Aún con las miradas encima, y con su foco puesto solo en el agua, compitió. “Sí, me sentía observada, pero traté de pensar mentalmente ‘yo soy feliz, hoy no me importa si me miran el cuerpo’”.

Así y todo, las personas del bien también existen y, en su camino deportivo, las encontró: “Hoy tengo dos entrenadoras que me re apoyan. Ellas no ven mi cuerpo, ven mi capacidad”. “Me quedo con eso, con que soy feliz. De chiquitita soñaba con una pileta olímpica. No voy a llegar a la pileta olímpica, pero voy a llegar a un Mundial, que nunca me lo hubiera esperado”.

Yo dije: ‘si yo espero a tener el tipo de cuerpo que la sociedad quiere, no hago nunca nada. Me voy a quedar sentada esperando que la vida me pase, esperando que la sociedad apruebe mi cuerpo y recién ahí poder hacer las cosas. Yo dije: ‘si yo espero a tener el tipo de cuerpo que la sociedad quiere, no hago nunca nada. Me voy a quedar sentada esperando que la vida me pase, esperando que la sociedad apruebe mi cuerpo y recién ahí poder hacer las cosas.

La salud

Los TCA implicaban que el cuerpo de Giselle transitara de un extremo al otro, entre obesidad y anorexia. “Pasaba del no querer comer a tener atracones y de los atracones pasaba a vomitar”, contó.
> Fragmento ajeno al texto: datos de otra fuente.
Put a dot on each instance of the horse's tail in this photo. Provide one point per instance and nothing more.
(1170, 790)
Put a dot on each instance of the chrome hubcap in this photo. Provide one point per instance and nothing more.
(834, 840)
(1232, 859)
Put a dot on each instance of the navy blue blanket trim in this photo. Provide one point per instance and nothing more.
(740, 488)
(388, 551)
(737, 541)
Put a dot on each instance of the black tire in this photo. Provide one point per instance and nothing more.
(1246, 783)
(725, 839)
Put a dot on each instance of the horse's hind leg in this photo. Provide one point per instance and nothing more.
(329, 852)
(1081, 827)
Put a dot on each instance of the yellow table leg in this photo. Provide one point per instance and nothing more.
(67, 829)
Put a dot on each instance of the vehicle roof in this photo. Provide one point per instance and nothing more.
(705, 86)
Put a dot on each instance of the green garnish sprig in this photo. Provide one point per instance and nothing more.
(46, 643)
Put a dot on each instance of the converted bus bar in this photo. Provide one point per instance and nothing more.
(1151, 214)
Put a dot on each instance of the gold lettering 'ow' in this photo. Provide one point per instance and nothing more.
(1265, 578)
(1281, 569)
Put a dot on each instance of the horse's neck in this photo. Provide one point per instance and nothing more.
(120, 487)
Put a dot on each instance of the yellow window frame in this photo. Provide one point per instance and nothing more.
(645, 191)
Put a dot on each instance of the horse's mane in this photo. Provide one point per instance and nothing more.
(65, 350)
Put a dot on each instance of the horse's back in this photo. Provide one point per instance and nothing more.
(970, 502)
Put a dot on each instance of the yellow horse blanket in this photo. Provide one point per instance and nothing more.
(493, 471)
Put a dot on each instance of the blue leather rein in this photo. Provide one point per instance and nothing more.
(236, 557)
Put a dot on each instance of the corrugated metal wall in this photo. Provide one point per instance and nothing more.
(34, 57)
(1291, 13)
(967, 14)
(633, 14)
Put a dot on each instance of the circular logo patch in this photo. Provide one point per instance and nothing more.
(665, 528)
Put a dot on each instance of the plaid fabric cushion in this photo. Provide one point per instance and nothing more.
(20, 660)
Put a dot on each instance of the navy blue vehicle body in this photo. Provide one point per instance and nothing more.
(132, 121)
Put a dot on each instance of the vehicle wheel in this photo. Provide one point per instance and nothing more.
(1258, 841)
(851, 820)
También sufrió pausas en el período menstrual y su ginecóloga lo adjudicó al sobrepeso, pero luego otro profesional confirmó que la causa era el síndrome de ovario poliquístico. Fue diagnosticada, además, con hipotiroidismo, pero la medicación no le hacía efecto. “Fui pasando de médico en médico y nadie le daba en la tecla. No podía bajar de peso y yo estaba haciendo ejercicio y venía comiendo bien con una nutricionista”, relató.

Así, tras varios estudios, también le detectaron un problema en la absorción de los nutrientes, por lo que tiene que tomar vitaminas específicas horas antes de comer o tomar la medicación. “Me hicieron los estudios que por lo general le hacen a las personas que sufren obesidad, que es de hígado graso, hipertensión y diabetes. Y no tengo nada de eso, los estudios nunca hubieran dado mejor y los médicos me dijeron que puedo estar tranquila”, contó.

En simultáneo con los problemas físicos, también se afectó su salud emocional, con períodos de depresión y una etapa dura tras exponer abusos sexuales que sufrió en su niñez.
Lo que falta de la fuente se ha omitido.